User Name: Zhang San
Dialogue Text: Hello, my name is Zhang San, and my mobile number is 13800138000. I've been having insomnia recently, and the doctor diagnosed me with mild depression. Here is a photo of my prescription. Also, I just received a verification code 89757, please fill it in for me. By the way, I like spicy food and I speak quite directly.

Output:

[
  {
    "original_text": "Zhang San",
    "privacy_type": "Real Name",
    "privacy_level": "PL2"
  },
  {
    "original_text": "13800138000",
    "privacy_type": "Phone Number",
    "privacy_level": "PL2"
  },
  {
    "original_text": "mild depression",
    "privacy_type": "Medical Health",
    "privacy_level": "PL3"
  },
  {
    "original_text": "89757",
    "privacy_type": "Verification Code",
    "privacy_level": "PL4"
  }
]

📌 Structured Privacy Extraction with vLLM

This example shows how to use vLLM to perform structured privacy information extraction from user-AI dialogues, constrained by a JSON schema.

import json
from vllm import LLM, SamplingParams
from vllm.sampling_params import StructuredOutputsParams
from transformers import AutoTokenizer

privacy_schema = {
    "type": "array",
    "items": {
        "type": "object",
        "properties": {
            "original_text": {"type": "string"},
            "privacy_type": {"type": "string"},
            "privacy_level": {
                "type": "string",
                "enum": ["PL1", "PL2", "PL3", "PL4"]
            }
        },
        "required": ["original_text", "privacy_type", "privacy_level"],
        "additionalProperties": False
    }
}

model_name_or_path = "IAAR-Shanghai/MemPrivacy-4B-RL" 
tokenizer = AutoTokenizer.from_pretrained(model_name_or_path)
sampling_params = SamplingParams(
    temperature=0.1, 
    top_p=0.1, 
    repetition_penalty=1.05,
    max_tokens=6144,
    structured_outputs=StructuredOutputsParams(json=privacy_schema)
) 
model = LLM(model=model_name_or_path, dtype='float16', gpu_memory_utilization=0.9) 

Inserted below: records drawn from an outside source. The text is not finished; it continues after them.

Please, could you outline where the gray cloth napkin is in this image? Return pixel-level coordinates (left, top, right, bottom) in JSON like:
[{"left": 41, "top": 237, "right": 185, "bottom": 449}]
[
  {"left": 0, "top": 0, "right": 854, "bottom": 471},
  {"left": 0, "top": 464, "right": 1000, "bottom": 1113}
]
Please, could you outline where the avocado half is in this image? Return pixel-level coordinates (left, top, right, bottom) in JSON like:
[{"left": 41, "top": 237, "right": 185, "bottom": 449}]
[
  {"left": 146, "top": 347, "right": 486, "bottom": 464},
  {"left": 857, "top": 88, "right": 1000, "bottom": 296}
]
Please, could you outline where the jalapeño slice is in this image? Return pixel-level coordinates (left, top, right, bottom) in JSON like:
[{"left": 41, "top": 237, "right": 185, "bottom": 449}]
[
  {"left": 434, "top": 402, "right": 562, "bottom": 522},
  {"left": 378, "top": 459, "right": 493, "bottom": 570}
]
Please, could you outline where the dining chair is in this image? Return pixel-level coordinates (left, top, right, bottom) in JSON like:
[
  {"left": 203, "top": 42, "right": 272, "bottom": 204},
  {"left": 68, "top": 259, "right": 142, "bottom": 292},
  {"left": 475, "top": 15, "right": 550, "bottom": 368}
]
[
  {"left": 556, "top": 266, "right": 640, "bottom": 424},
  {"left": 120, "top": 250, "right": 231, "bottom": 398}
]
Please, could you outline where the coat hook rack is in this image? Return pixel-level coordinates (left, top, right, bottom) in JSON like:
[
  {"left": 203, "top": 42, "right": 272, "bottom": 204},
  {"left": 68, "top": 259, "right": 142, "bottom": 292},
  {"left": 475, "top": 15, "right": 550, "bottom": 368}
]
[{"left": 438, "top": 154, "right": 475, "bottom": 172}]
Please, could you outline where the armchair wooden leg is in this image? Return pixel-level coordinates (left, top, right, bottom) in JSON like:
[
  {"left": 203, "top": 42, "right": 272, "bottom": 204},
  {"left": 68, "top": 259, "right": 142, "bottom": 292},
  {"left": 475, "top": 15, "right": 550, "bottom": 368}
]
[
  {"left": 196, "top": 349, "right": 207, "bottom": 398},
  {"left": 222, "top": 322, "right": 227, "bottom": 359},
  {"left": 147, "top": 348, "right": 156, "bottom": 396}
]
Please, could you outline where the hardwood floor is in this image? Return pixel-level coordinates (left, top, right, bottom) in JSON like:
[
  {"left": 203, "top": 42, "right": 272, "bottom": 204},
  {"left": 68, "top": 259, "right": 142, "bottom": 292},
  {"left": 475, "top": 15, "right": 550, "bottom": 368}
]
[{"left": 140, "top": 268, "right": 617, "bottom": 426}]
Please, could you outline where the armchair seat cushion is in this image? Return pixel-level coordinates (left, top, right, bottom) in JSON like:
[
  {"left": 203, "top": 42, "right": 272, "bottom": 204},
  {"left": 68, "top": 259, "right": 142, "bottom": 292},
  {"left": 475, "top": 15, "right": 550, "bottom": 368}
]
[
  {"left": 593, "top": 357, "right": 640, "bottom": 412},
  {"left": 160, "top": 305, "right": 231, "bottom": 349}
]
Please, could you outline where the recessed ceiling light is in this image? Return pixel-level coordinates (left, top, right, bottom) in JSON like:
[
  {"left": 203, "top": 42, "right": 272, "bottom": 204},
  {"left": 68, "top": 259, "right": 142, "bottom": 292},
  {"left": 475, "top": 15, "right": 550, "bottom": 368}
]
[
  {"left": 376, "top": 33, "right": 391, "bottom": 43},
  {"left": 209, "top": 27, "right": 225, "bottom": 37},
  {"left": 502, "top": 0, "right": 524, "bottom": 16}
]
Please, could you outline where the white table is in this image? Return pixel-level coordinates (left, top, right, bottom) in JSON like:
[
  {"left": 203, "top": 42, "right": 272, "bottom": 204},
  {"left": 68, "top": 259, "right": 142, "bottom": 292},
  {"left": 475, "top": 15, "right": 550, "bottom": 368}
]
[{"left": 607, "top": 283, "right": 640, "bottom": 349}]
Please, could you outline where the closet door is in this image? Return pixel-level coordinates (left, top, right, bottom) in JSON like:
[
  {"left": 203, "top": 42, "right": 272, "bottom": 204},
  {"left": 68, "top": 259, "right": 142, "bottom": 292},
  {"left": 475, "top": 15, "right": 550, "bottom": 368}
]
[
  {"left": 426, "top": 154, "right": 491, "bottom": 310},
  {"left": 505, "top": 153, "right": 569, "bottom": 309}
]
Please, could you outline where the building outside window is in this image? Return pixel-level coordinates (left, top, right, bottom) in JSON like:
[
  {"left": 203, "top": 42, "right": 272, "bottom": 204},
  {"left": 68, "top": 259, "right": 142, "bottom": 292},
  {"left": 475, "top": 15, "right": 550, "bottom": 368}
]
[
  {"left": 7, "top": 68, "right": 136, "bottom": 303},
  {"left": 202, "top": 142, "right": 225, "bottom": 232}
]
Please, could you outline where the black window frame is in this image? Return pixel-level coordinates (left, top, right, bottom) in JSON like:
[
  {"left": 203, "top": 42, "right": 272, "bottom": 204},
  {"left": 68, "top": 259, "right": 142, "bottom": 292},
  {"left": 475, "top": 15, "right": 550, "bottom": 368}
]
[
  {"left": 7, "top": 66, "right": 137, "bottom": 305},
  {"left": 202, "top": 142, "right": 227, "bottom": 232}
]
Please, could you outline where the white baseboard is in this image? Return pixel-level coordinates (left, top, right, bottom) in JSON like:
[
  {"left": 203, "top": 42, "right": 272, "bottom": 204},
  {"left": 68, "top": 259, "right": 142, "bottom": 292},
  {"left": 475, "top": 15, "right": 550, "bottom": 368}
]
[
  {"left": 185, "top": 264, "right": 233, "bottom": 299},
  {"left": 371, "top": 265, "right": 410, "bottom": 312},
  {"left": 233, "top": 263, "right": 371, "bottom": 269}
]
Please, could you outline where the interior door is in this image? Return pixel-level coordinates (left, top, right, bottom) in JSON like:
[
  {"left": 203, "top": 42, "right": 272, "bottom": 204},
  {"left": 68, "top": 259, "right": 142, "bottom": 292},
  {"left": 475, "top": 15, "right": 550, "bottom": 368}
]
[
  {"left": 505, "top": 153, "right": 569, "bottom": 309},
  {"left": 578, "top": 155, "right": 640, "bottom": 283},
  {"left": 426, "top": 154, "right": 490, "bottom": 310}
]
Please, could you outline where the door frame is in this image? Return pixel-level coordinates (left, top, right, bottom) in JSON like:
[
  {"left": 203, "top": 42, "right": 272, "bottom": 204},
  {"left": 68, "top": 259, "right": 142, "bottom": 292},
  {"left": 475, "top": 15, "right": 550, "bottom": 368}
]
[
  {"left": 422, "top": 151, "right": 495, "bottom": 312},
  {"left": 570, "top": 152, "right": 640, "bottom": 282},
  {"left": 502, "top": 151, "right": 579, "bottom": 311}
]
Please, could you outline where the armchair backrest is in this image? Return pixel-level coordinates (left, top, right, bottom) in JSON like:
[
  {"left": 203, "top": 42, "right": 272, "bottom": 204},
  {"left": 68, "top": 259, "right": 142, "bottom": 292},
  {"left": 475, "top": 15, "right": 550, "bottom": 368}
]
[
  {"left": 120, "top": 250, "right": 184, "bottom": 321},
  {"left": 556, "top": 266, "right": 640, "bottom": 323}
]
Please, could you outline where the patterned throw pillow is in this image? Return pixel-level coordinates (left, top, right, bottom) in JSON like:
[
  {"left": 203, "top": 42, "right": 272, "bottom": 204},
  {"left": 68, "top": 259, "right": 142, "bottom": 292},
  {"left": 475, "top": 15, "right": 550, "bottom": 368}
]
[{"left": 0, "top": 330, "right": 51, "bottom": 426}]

# Example input processing
name = 'Zhang San'
current_input = {
    "role": "user",
    "content": "Hello, my name is Zhang San, and my mobile number is 13800138000..."
}

# For full implementation details, please refer to the GitHub repository.

---

📚 Citation

@misc{chen2026memprivacyprivacypreservingpersonalizedmemory,
      title={MemPrivacy: Privacy-Preserving Personalized Memory Management for Edge-Cloud Agents}, 
      author={Yining Chen and Jihao Zhao and Bo Tang and Haofen Wang and Yue Zhang and Fei Huang and Feiyu Xiong and Zhiyu Li},
      year={2026},
      eprint={2605.09530},
      archivePrefix={arXiv},
      primaryClass={cs.CR},
      url={https://arxiv.org/abs/2605.09530}, 
}

Disclaimers

This project is intended for privacy research and evaluation. Do not use it to process real user secrets without proper security controls, threat modeling, and compliance review. Always follow local laws and organizational policies.